After taking over the Hughes Institute, Dr. Choppin likes to tell his colleagues a story about meeting their famous reclusive benefactor. In 1938, Hughes, an accomplished aviator and industrialist, stopped at Baton Rouge to refuel, and Arthur Choppin took 9-year-old Purnell and his brother Arthur Jr. to see him. They shook hands, but his main memory was that Hughes was “very tall.”

Dr. Choppin graduated from high school at the age of 16 and went to LSU, where he also attended medical school. He received his PhD in 1953 and completed his residency at Washington University. From 1954 to 1955 he served in the Air Force in Japan.

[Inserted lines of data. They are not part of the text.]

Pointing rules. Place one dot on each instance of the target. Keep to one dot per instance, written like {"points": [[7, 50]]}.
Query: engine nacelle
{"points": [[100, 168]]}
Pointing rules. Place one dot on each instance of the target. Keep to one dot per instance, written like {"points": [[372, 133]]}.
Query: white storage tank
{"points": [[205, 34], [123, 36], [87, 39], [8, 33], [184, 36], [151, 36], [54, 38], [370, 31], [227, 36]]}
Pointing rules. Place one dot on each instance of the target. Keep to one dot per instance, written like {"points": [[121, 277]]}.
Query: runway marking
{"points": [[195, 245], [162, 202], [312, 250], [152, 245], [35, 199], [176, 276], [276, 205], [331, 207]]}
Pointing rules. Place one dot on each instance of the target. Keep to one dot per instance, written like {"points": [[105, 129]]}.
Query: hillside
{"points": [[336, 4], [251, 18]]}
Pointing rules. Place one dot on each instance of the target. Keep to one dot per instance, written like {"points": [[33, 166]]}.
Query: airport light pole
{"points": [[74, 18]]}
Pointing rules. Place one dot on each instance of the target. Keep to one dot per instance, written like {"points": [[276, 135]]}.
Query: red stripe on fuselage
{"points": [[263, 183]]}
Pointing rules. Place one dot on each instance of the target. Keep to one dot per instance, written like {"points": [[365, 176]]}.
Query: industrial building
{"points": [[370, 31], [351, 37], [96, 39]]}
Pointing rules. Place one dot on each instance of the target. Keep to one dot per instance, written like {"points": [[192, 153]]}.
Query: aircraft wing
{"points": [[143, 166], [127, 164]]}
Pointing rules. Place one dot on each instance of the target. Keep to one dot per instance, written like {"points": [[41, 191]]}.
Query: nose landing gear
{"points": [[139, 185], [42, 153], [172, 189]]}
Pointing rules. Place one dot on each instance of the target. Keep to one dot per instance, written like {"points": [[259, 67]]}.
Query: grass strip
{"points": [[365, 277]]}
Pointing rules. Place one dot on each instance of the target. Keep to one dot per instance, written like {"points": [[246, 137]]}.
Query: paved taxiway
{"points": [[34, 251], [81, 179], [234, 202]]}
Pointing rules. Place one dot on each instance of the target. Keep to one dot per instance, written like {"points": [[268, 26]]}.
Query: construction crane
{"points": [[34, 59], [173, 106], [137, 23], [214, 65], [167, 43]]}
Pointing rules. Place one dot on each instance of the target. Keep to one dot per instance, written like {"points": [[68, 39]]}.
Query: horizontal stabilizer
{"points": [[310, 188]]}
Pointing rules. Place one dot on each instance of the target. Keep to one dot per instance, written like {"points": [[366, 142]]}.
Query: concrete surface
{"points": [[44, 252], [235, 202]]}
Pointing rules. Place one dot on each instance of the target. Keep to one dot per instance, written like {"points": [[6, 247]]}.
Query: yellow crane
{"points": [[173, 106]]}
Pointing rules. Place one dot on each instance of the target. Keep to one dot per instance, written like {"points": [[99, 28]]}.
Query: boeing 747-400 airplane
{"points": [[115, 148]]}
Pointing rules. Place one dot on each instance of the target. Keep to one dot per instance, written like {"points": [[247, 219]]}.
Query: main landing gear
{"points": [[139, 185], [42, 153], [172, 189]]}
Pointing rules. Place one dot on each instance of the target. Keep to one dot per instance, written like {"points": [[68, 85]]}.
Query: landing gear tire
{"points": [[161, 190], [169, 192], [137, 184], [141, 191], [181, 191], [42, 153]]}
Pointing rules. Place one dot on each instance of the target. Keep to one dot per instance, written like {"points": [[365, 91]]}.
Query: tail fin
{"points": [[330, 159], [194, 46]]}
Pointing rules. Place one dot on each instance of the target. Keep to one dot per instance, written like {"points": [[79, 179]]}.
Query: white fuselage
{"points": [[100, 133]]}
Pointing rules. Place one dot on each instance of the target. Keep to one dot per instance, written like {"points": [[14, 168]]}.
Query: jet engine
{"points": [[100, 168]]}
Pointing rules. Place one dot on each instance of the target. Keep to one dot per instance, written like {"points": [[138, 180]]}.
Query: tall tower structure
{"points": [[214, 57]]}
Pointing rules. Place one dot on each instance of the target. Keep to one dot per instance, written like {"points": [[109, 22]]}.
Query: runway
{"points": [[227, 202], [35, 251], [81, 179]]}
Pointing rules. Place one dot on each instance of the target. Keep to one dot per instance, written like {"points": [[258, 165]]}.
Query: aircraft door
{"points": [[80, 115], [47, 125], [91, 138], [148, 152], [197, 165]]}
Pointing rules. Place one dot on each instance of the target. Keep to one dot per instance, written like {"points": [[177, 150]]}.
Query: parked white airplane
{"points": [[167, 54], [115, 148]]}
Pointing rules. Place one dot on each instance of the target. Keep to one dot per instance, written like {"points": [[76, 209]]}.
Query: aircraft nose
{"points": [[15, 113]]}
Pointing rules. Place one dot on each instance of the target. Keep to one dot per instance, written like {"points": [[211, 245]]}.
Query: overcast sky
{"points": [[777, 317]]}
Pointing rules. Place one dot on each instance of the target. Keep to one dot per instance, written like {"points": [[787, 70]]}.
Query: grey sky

He began as a postdoctoral fellow at Rockefeller University and was promoted to professor in 1959. He later moved into administration and was vice president and dean of studies when he was hired by the Howard Hughes Medical Institute.

Howard Hughes founded the institute in 1953 and later transferred all of his shares in the Hughes Aircraft Company to it for tax reasons.

Just a few weeks before Dr. Choppin, the institute sold the company to General Motors for $ 5.2 billion, immediately making it one of the richest philanthropists in the country.

In 1987 the president of the institute had to resign after a financial scandal and was replaced by Dr. Chopin replaced. Over the next decade, he built it into a premier source of funding for biomedical research, distributing approximately $ 4.5 billion to hundreds of scientists and elementary and high school science education.